The redox properties of CeO₂-TiO₂ according to amorphization were analyzed by H₂-TPR, and the results are illustrated in Figure 6. The H₂ consumption and specific surface area were 1110 mmol/g and 103.0 m²/g for CT, and 1354 mmol/g and 113.1 m²/g for CT_H₂O₂, respectively as shown in

Table 1. H₂-TPR results and BET surface area of CT and CT_H₂O₂.

Sample	Surface Oxygen Reduction Temp. (°C)	Bulk Oxygen Reduction Temp. (°C)	H2 Consumption (mmol/g)	BET Surface Area (m2/g)
CT	490	797	1110	103.0
CT_H2O2	468	Not observed	1354	113.1

. This is due to the smaller particle size of CT_H₂O₂ or the formation of dangling bonds due to the disordering of Ce-O [31,32,33]. These two facts suggest that the active surface area of CT_H₂O₂ is larger. CT had two peaks observed at 490 °C and 767 °C, which corresponded to the reduction from Ce⁴⁺ to Ce³⁺ by the surface oxygen of CeO₂ and the lattice oxygen of CeO_2, respectively [34]. CT_H₂O₂ showed a peak due to the surface oxygen at only 468 °C and 558 °C, and there was no reduction peak assigned to the lattice CeO₂, which implies that CT_H₂O₂ is amorphous [35,36]. The surface CeO₂ peak shifted to low temperature by amorphization, and the H₂ consumption increased, confirming the improvement of the redox property. The atoms of the crystalline oxide are tightly bonded by strong intermolecular forces, while the atoms of the amorphous oxide are loosely bonded.

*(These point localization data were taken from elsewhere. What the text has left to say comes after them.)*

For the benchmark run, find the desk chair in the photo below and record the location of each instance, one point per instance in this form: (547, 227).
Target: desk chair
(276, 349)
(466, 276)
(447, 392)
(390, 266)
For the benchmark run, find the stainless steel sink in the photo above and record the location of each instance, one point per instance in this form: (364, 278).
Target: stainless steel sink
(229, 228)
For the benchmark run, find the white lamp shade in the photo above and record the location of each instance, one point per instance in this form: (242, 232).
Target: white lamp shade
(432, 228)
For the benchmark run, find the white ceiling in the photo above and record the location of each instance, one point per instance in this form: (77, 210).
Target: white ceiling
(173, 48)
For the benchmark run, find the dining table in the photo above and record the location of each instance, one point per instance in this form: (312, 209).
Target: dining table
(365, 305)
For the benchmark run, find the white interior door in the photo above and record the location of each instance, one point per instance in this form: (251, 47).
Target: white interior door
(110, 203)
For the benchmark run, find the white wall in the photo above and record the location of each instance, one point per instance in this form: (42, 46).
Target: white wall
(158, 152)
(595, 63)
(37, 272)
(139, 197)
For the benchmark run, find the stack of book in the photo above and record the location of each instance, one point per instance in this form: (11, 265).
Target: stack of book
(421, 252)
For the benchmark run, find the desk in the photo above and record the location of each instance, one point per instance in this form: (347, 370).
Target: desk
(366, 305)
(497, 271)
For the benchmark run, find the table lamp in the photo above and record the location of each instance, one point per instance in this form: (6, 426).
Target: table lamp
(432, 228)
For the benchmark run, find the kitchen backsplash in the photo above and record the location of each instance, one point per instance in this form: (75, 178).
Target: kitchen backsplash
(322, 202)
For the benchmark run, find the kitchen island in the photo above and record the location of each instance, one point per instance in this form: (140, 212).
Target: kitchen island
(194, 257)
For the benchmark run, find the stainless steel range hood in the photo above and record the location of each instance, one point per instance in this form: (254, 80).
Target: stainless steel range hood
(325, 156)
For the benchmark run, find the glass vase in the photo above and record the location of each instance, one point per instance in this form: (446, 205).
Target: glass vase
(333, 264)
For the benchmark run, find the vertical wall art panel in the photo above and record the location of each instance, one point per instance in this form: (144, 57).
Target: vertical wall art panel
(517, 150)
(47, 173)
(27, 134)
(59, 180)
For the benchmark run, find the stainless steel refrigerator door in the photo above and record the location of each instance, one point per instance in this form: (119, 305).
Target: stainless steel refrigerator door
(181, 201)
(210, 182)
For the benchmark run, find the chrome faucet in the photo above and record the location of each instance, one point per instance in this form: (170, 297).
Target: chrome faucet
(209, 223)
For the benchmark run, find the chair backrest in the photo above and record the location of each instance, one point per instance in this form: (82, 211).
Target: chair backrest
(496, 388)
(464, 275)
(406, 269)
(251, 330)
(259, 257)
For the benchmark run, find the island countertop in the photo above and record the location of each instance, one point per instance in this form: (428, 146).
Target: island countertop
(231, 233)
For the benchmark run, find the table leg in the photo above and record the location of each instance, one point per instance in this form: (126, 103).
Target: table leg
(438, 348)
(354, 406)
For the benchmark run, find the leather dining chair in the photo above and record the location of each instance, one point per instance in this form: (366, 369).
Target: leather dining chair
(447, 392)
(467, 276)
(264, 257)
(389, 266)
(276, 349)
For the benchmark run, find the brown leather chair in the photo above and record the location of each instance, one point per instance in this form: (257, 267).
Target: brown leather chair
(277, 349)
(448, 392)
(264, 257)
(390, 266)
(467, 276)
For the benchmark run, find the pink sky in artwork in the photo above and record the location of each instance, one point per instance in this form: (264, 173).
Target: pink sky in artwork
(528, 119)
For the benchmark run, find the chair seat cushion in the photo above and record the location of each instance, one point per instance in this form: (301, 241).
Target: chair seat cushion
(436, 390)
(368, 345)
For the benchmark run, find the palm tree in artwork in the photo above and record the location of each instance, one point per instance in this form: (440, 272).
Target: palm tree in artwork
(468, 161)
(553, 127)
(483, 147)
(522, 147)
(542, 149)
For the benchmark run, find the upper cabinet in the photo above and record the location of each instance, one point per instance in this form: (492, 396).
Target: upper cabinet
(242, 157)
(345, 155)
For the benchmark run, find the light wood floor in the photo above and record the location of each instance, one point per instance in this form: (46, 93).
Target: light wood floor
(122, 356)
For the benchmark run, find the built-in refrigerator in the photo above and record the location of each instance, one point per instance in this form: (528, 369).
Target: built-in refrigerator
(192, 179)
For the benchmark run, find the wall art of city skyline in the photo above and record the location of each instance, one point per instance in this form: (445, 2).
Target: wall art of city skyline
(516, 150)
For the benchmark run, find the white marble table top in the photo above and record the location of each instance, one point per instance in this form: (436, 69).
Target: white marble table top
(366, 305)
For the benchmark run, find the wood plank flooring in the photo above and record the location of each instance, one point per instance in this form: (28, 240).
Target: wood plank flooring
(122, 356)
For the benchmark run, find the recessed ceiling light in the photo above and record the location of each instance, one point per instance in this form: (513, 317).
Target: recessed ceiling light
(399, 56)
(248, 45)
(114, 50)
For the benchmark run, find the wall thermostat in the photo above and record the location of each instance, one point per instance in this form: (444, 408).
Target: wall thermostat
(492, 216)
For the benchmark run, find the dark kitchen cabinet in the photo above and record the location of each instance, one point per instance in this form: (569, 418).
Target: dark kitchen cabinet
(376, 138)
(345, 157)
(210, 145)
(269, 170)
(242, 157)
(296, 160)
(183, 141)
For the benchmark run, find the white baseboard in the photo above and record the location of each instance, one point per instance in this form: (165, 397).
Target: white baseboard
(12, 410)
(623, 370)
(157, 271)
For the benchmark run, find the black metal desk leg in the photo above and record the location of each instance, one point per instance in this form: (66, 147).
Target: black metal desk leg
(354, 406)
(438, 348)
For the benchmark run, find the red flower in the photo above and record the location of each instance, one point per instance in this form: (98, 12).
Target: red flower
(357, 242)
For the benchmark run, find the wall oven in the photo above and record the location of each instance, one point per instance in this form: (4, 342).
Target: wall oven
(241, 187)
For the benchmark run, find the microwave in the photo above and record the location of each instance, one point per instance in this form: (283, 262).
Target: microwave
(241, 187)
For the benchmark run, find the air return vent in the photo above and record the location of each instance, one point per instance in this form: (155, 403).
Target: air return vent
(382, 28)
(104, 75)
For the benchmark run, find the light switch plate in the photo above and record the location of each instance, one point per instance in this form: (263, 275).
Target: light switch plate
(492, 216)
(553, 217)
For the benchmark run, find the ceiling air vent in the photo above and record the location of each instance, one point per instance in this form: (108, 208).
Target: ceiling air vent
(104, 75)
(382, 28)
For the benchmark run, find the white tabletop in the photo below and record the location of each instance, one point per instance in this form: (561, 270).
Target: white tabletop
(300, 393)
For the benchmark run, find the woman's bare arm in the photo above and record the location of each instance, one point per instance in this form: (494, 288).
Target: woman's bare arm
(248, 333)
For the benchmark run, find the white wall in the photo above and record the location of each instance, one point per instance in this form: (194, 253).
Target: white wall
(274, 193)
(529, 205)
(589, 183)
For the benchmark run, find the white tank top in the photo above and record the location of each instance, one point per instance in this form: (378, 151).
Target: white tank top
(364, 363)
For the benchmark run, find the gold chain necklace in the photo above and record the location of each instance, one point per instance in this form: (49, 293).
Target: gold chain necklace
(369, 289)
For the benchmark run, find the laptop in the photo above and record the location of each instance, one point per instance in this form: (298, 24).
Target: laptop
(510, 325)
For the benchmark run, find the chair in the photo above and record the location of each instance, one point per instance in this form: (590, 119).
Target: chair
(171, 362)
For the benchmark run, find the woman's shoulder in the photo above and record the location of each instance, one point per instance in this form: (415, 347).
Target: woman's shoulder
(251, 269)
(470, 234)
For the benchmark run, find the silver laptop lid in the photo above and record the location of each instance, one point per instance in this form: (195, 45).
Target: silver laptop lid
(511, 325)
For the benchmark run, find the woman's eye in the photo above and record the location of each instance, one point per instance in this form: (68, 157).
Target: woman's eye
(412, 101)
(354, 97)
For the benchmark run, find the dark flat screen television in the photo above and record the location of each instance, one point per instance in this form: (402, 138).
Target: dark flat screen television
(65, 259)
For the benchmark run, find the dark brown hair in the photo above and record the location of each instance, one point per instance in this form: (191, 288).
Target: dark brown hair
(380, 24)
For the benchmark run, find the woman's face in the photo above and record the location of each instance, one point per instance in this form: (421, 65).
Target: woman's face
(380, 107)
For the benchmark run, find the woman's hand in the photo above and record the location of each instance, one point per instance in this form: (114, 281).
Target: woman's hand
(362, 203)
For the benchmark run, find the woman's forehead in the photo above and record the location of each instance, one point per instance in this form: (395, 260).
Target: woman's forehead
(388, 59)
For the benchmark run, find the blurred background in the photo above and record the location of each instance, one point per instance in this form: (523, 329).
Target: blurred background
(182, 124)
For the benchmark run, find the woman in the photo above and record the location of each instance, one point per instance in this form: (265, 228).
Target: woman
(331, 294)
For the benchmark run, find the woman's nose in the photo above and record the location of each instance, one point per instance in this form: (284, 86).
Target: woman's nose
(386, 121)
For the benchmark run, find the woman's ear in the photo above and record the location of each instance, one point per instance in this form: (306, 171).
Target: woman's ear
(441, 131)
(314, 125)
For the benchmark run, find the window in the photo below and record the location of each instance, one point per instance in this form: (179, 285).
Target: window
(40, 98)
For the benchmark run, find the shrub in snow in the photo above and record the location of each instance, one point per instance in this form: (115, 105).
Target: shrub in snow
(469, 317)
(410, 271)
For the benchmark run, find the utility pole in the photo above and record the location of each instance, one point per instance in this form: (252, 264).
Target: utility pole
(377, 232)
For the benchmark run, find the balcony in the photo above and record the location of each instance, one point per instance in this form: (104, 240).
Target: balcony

Consequently, the improvement of the redox property was because the Ce-O-Ce bond was weak and easily reduced by the disordered structure of CT_H₂O₂.

4. Conclusions

We studied the effect of H₂O₂ on the Ce-O-Ti linkage in the sol-gel reaction in terms of local structure for the first time. The decrease in the crystallinity of CeO₂-TiO₂ with the addition of H₂O₂ was verified through XRD peak broadening, and it was confirmed that the SAED pattern of CeO₂-TiO₂ became a diffuse pattern. CeO₂ and crystalline TiO₂ were observed for CT, whereas an amorphous structure was observed for CT_H₂O₂. In the FTIR spectrum of CT_H₂O₂, the O₂²⁻ peak attributed to H₂O₂ was observed, and the broadening of the metal–oxygen peak showed that the size of the metal–oxygen network decreased due to O₂²⁻. The local structure of the synthesized samples was analyzed using EXAFS. Severe noise and oscillation differences in the k space were observed by the disordered structure in CT_H₂O₂; furthermore, the decrease in the Ce-O bond length and the broadening of the Ce-O peak in R space were identified. It was found that O₂²⁻ interfered with the formation of the metal–oxygen extended network. In the H₂-TPR analysis to investigate the redox property according to the amorphization, a low-temperature shift in the surface CeO₂ reduction peak and an increase in H₂ consumption indicated an improvement in the redox property due to amorphization. The improved redox property of amorphous CeO₂-TiO₂ resulted from the metal–oxygen bond being weakened by disordered oxygen.